Target cells were selected based on a high-resolution reference image (512 × 512 pixels) of the red channel collecting signal from ReaChR-dTomato. Through single or multiple circular holographic spots of 12-µm diameter, the target somata were simultaneously illuminated with 10 holographic light-pulses of 5 or 10 ms at 11.84 Hz. Concurrently, the neuronal population activity of GCaMP6s calcium signal in a 150 × 150 µm2 FOV was monitored by scanning at a frame rate of 5.92 or 11.84 Hz with 128 × 128 pixel resolution.

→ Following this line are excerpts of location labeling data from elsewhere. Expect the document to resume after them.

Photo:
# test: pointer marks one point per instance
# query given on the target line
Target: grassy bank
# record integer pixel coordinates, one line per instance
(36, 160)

During all-optical experiments, the photostimulation laser induced artefactal excitation of fluorophores, which appeared as consecutive lines of bright pixels. The image frames of GCaMP6s signal from regions-of-interest (ROIs) that were affected by stimulation artefacts were removed in post-processing.

Data analysis

Image analysis was performed by using ImageJ and MATLAB (Mathworks). ROIs covering individual target and non-target cell somata were manually selected in ImageJ based on both red (ReaChR-dTomato) and green (GCaMP6s) channels. The time-lapse fluorescent signal of GCaMP6s from all ROIs was exported in MATLAB. Image frames from ROIs that are affected by the photostimulation artefacts were removed in analysis. For each ROI, the relative percentage change of GCaMP6s fluorescence was computed as ΔF/F = (F − F0)/F0, where F0 was the average raw fluorescence signal 3–0.2 s before photostimulation started. A cell was considered activated if the average ΔF/F 1 s after the last illumination onset was significantly larger compared to that 1 s before the first illumination onset (right-tailed paired t-test with a significance level of 0.05). The relationship between activation probability and distance-to-target was determined similarly as previously described54. Specifically, the threshold stimulation intensity was determined when the activation probability of target cells > = 0.5. The average values of activation probability at different distance-to-target were described by fitting with an exponential function.